Wednesday, June 24, 2015

James Horner in Memoriam


Not to get morbid, but I wanted to write a something about one of my favorite composers. James Horner loss is monumental for today’s cinema. He was killed in a plane crash on Monday.   There are/wereL three great cinema composers for the modern age, John Williams, Hans Zimmer and James Horner. I’ll give the edge to Williams because I am more of a Star Wars fan, but Horner was every bit as good (I’m two sentences in and it’s hard to write in the past tense about him).  He was simply awesome. A great soundtrack/musical score can elevate a movie from good to great and a great movie to spectacular. Knowing what music to play in a movie greatly increases the scenes impact. Horner was magnificent at striking the right tone with music for specifics scenes. I won’t go into every movie the man composed, but I want to touch on a few of my favorites.
Star Trek II the Wrath of Khan. Really kicks off the Star Wars vs Star Trek debate. Trekkie I’m sure will favor Horner due to his iconic score in Khan. It hits all the right notes, from the unveiling of the Enterprise, Kirk getting left on the Asteroid, and the amazing end fight sequence.

Krull, read my review of my re-watch of Krull. I love the soundtrack of the movie. It sounds a bit like the Star Trek, but that’s ok, it worked for both. The soundtrack just screams fantasy movie. Love the French horns in the title sequence.

Willow is another fantasy epic, and one of my favorites from my childhood. The music accompanies our hero’s on their journey. It moves along with them, which is just what is called for since Willow must go on an epic adventure.  

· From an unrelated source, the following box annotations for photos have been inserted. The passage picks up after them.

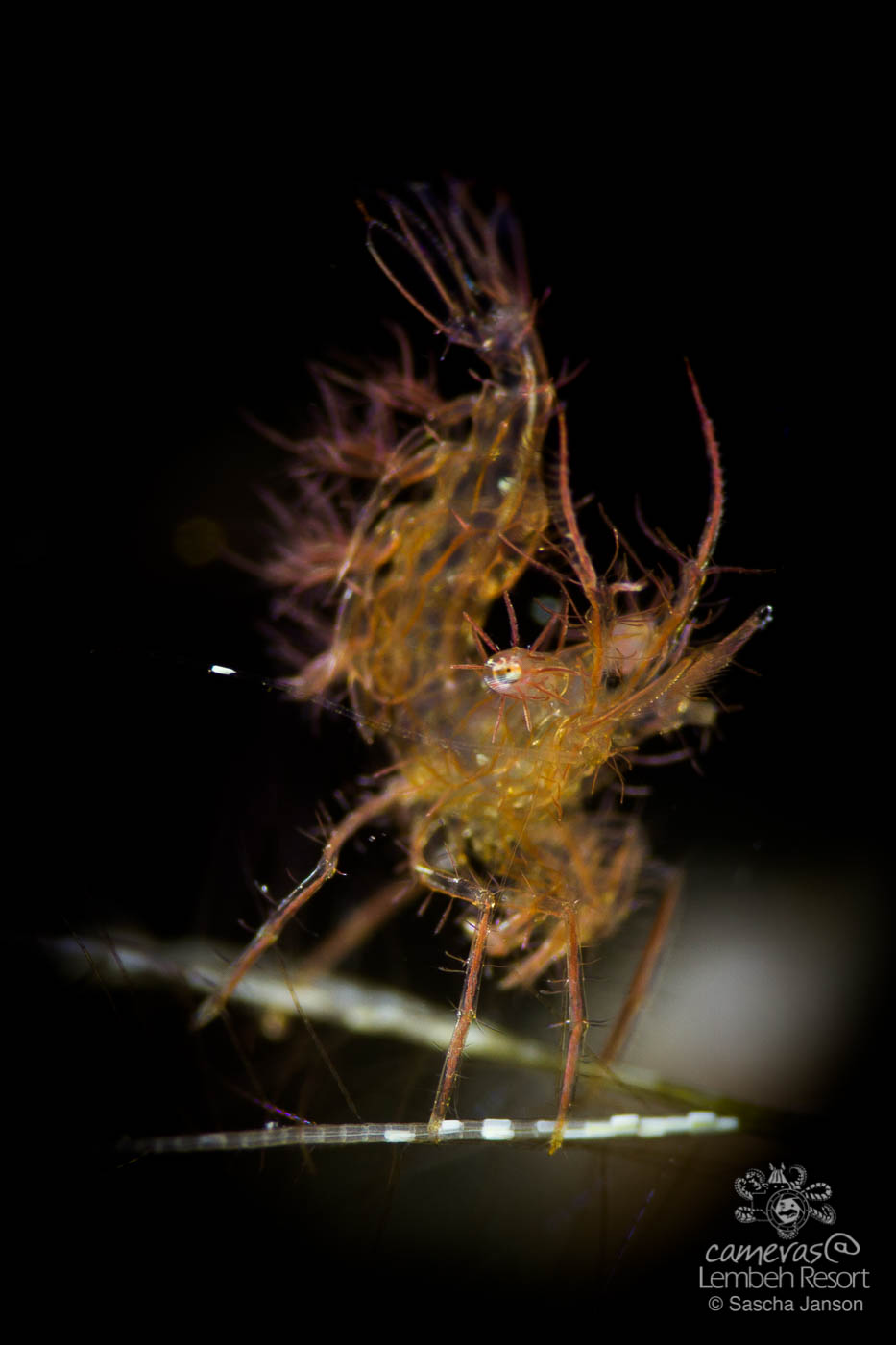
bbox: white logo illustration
[735,1163,836,1243]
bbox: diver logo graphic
[735,1163,836,1243]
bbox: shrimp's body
[197,189,768,1151]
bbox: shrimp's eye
[483,653,523,692]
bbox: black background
[15,73,884,1321]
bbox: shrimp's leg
[547,907,588,1154]
[192,777,407,1029]
[294,880,420,976]
[419,868,497,1140]
[600,873,681,1064]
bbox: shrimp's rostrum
[197,188,768,1151]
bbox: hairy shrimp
[195,187,769,1153]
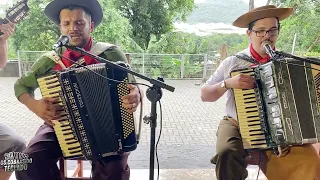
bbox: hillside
[180,0,249,25]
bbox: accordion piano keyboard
[38,75,82,158]
[231,69,267,149]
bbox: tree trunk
[249,0,254,11]
[307,35,320,52]
[266,0,271,5]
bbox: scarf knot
[53,37,98,71]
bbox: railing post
[202,54,208,80]
[17,50,22,77]
[181,54,185,79]
[142,53,145,76]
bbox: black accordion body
[38,63,137,160]
[231,59,320,149]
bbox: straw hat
[232,5,293,28]
[44,0,103,27]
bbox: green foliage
[274,0,320,52]
[148,32,248,55]
[12,0,59,51]
[116,0,194,50]
[180,0,249,24]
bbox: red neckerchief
[53,37,98,71]
[250,44,270,64]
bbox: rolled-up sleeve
[205,58,230,85]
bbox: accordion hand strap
[235,53,260,64]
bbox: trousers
[15,124,130,180]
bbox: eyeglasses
[251,29,279,37]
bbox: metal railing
[18,51,216,79]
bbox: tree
[273,0,320,52]
[116,0,194,50]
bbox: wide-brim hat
[44,0,103,27]
[232,5,293,28]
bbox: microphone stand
[64,45,175,180]
[272,51,320,65]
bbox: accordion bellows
[38,63,137,160]
[231,59,320,149]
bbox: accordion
[231,58,320,153]
[37,63,137,160]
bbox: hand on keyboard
[32,98,61,126]
[121,84,140,113]
[225,74,255,89]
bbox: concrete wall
[0,61,19,77]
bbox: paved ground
[0,78,264,180]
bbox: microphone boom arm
[273,51,320,65]
[65,45,175,92]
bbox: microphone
[53,35,71,50]
[262,41,276,58]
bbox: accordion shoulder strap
[235,53,260,64]
[90,42,116,55]
[44,51,66,69]
[45,42,116,69]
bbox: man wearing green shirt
[0,23,26,180]
[14,0,141,180]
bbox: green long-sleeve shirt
[14,42,135,99]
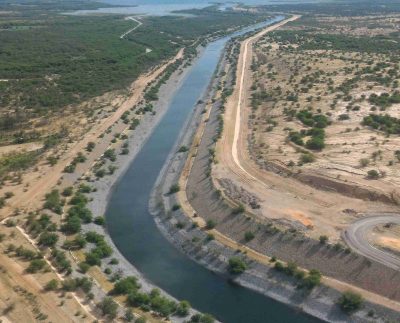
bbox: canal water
[106,17,319,323]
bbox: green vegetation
[244,231,255,242]
[26,259,47,274]
[206,220,217,230]
[228,257,247,275]
[288,110,329,150]
[362,114,400,135]
[98,297,118,319]
[368,91,400,108]
[338,291,364,314]
[168,184,181,194]
[43,190,63,214]
[0,151,41,179]
[0,0,267,146]
[274,261,321,290]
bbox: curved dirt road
[343,213,400,270]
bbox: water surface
[106,17,319,323]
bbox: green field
[0,1,266,122]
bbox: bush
[38,232,58,247]
[176,301,190,317]
[232,203,246,214]
[228,257,247,275]
[206,220,217,230]
[85,252,101,266]
[367,169,379,179]
[338,291,364,314]
[86,141,96,152]
[112,276,140,295]
[93,216,106,225]
[44,279,58,291]
[43,190,62,214]
[98,297,118,319]
[189,313,215,323]
[244,231,255,242]
[300,153,315,164]
[172,204,181,211]
[61,216,81,234]
[319,235,328,244]
[61,186,74,196]
[168,184,181,194]
[78,261,90,274]
[26,259,47,274]
[300,269,321,290]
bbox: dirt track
[179,15,400,310]
[0,49,183,322]
[6,49,183,214]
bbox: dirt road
[7,49,183,214]
[343,214,400,270]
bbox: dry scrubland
[247,15,400,240]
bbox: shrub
[176,301,190,317]
[228,257,247,275]
[300,153,315,164]
[338,291,364,314]
[43,190,62,214]
[93,216,106,225]
[319,235,328,244]
[98,297,118,319]
[85,252,101,266]
[26,259,46,274]
[61,186,74,196]
[244,231,255,242]
[104,148,117,161]
[86,141,96,152]
[168,184,181,194]
[367,169,379,179]
[300,269,321,290]
[38,232,58,247]
[178,146,189,153]
[78,261,90,274]
[206,220,217,230]
[172,204,181,211]
[112,276,140,295]
[44,279,58,291]
[232,203,246,214]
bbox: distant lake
[72,0,319,16]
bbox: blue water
[73,0,321,16]
[106,17,319,323]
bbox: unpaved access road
[343,214,400,270]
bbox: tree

The Land Before Time is one of my favorite non-Disney animated movies. The scene of the mother’s death still touches me today, and Horner did an amazing job with the music. It was a hard movie to watch when I was young because of the death. I didn’t want to watch with my boys because the scene was so emotional to me when I was a younger, (yes I know I’m a sap as well as a nerd and geek). The movie is a big part of this, without it the scene isn’t as impactful. It’s understated, but perfect for the sequence.

Braveheart. Do I really need to talk about this one? One of the best scores of all time, hands down.  The movie is great, the score makes it amazing. Right in line with Braveheart is Apollo 13. It is such a tense movie, and Horner’s score touches all the right notes.



Troy, not the greatest movie, but I loved the score. I liked the movie, probably because the score added to my enjoyment. Without Horner providing a great soundtrack the movie would be hard to watch.  Avatar wasn’t the best movie, but it was stunningly visually and Horner added to the epic feel of the movie with his soundtrack.


The best for last. Field of Dreams. What man/boy doesn’t tear up at the end sequence of Field of Dreams? Hell, I could tear up just thinking about it. The scene doesn’t have the same impact without the music. Try watching the scene without the music, it just doesn’t work. It is not just this scene, it is the entire movie. The mysticism and belief needed for the movie to work was extremely high, and Horner was able to provide a gateway to this belief with his music.


Simply put, I loved Horner’s work. His work enhanced movies and raised them to an astonishing level. He will be missed by millions of fans, and I don’t think I’m overstating this. People may not even realize they will miss him, but a giant hole has been left in movies today.  My thoughts go to his family and friends, and hopefully the soundtrack of his life lives on forever in their hearts.